Revenue Recognition: Frequently Asked Questions


What criteria should we use to determine if accounts are not collectible and, therefore, should not be recorded as revenue under the new revenue recognition standards?

Developing a policy to predict whether future assessments (or other revenue) is collectible involves significant management judgement.  There is no right or wrong way to develop an estimate for a revenue recognition policy to determine uncollectible assessments.  We suggest the Association consider including member accounts that are in bankruptcy or foreclosure at the beginning of the year as accounts that are uncollectible.  The important step is for each Association to have a written policy.


How should we handle recording other revenue, such as late fees, legal fees, etc.?
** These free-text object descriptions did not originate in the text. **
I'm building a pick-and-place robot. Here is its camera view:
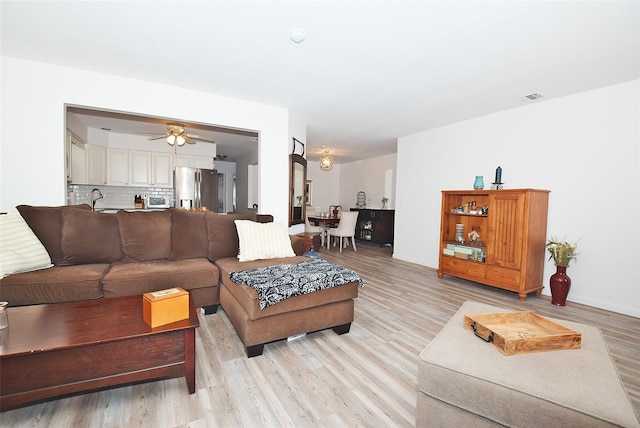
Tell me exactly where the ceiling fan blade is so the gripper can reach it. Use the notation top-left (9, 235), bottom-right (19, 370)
top-left (188, 134), bottom-right (215, 143)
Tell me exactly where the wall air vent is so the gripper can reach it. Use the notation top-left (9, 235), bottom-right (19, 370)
top-left (520, 92), bottom-right (544, 101)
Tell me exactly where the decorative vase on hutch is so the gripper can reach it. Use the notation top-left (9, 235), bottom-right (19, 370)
top-left (473, 175), bottom-right (484, 190)
top-left (549, 265), bottom-right (571, 306)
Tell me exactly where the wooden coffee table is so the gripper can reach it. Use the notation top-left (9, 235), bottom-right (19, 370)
top-left (0, 296), bottom-right (199, 410)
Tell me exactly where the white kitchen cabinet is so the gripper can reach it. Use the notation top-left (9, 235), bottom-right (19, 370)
top-left (128, 150), bottom-right (152, 186)
top-left (175, 155), bottom-right (193, 168)
top-left (193, 156), bottom-right (213, 169)
top-left (85, 144), bottom-right (107, 185)
top-left (107, 148), bottom-right (129, 186)
top-left (151, 152), bottom-right (173, 187)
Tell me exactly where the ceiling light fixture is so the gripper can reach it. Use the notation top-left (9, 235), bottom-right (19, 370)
top-left (320, 146), bottom-right (333, 171)
top-left (520, 92), bottom-right (544, 101)
top-left (167, 128), bottom-right (187, 147)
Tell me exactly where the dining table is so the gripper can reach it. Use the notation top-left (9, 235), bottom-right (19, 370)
top-left (308, 216), bottom-right (340, 249)
top-left (309, 217), bottom-right (340, 227)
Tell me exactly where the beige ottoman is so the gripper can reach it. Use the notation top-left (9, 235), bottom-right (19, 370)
top-left (416, 302), bottom-right (640, 428)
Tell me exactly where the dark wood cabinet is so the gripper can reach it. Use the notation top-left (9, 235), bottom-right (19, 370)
top-left (351, 208), bottom-right (395, 245)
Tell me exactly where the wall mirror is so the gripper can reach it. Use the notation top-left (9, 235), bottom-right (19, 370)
top-left (289, 154), bottom-right (307, 226)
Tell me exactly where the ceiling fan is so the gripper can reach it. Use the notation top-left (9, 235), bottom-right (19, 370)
top-left (149, 123), bottom-right (215, 147)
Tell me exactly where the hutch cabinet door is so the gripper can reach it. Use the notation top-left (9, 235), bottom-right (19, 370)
top-left (486, 191), bottom-right (525, 269)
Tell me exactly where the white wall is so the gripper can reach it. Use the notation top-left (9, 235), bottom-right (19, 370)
top-left (307, 158), bottom-right (342, 212)
top-left (0, 56), bottom-right (289, 222)
top-left (307, 154), bottom-right (396, 211)
top-left (394, 81), bottom-right (640, 316)
top-left (340, 154), bottom-right (397, 209)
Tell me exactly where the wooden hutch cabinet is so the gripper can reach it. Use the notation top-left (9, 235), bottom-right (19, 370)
top-left (351, 208), bottom-right (395, 245)
top-left (438, 189), bottom-right (549, 300)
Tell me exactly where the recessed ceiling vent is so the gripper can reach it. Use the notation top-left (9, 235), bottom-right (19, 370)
top-left (520, 92), bottom-right (544, 101)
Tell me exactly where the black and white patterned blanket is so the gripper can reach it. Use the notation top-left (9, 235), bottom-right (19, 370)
top-left (229, 259), bottom-right (364, 309)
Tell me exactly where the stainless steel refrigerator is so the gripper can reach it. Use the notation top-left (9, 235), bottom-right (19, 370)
top-left (173, 166), bottom-right (218, 212)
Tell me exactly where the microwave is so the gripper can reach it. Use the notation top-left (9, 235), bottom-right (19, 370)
top-left (145, 196), bottom-right (171, 209)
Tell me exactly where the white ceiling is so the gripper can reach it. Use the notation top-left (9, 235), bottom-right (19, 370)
top-left (0, 0), bottom-right (640, 163)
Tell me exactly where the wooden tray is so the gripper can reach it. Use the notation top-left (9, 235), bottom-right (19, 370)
top-left (463, 311), bottom-right (582, 355)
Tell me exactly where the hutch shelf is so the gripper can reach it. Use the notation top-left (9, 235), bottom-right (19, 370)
top-left (438, 189), bottom-right (549, 300)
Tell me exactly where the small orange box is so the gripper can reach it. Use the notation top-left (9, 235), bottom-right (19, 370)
top-left (142, 287), bottom-right (189, 328)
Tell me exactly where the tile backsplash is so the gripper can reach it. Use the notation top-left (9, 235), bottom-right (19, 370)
top-left (67, 184), bottom-right (174, 209)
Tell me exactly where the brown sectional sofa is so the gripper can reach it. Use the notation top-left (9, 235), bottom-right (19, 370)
top-left (0, 205), bottom-right (358, 357)
top-left (0, 205), bottom-right (304, 313)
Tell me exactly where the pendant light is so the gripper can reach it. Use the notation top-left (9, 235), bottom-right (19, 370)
top-left (320, 146), bottom-right (333, 171)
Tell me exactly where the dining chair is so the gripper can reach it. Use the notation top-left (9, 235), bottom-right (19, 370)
top-left (304, 208), bottom-right (328, 247)
top-left (327, 211), bottom-right (358, 252)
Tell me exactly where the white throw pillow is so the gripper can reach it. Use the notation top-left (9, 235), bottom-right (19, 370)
top-left (0, 208), bottom-right (53, 279)
top-left (234, 220), bottom-right (296, 262)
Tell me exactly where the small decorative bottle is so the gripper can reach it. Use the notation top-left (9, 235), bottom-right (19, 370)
top-left (473, 175), bottom-right (484, 190)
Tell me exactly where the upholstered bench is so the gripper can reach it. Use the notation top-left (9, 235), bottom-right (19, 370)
top-left (216, 256), bottom-right (359, 357)
top-left (416, 302), bottom-right (640, 428)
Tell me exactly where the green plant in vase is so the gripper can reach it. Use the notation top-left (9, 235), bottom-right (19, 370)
top-left (546, 236), bottom-right (578, 267)
top-left (546, 237), bottom-right (578, 306)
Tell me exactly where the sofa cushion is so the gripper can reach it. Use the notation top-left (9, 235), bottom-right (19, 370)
top-left (169, 208), bottom-right (209, 260)
top-left (0, 264), bottom-right (110, 306)
top-left (206, 211), bottom-right (256, 261)
top-left (102, 258), bottom-right (220, 297)
top-left (235, 220), bottom-right (295, 262)
top-left (16, 204), bottom-right (91, 265)
top-left (58, 207), bottom-right (123, 266)
top-left (116, 210), bottom-right (171, 261)
top-left (0, 208), bottom-right (53, 279)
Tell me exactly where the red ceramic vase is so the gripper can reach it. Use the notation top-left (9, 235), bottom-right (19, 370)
top-left (549, 266), bottom-right (571, 306)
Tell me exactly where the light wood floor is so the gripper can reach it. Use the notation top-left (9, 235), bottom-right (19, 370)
top-left (0, 244), bottom-right (640, 428)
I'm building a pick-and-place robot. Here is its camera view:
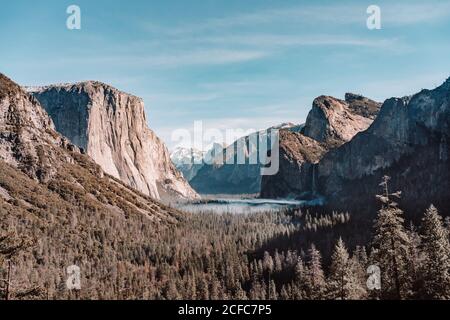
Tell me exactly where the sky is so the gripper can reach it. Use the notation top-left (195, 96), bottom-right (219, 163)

We recommend the Association follow the policy developed above.  If the policy states that revenue from members in bankruptcy or foreclosure should be considered uncollectible, then other revenue due from this member would also be considered uncollectible and not recorded as revenue under the revenue recognition standard.


If our financial statements are on a cash basis, does this new standard apply?

Yes, this new standard applies in that you need to develop a policy for determining when assessments are not collectible.  The auditor will need this policy to convert the financial statements from cash to accrual.  But, nothing will change in how you record revenue in the Association’s monthly cash basis financial statements.


Should assessments for reserves be deferred?

No, assessments for reserves should be recorded in the financial statements as assessed and should not be deferred.


How should special assessments be recorded?

Please provide us with the notice the Association sent to its members to notify them of the special assessment.  We can help the Association determine how this revenue should be recorded.


Can you write the revenue recognition policy for us?

No, our firm cannot write the revenue recognition policy for the Association, as we need to remain independent to be able to audit the Association’s financial statements.  We can offer guidance and recommendations.


Do we still need an allowance for doubtful assessments?

Yes.  The Association should continue to evaluate the adequacy of the allowance for doubtful assessments in conjunction with its policy.  However, member assessments and other income that did not meet the revenue recognition criteria would be in the contra receivable account and not included in the allowance.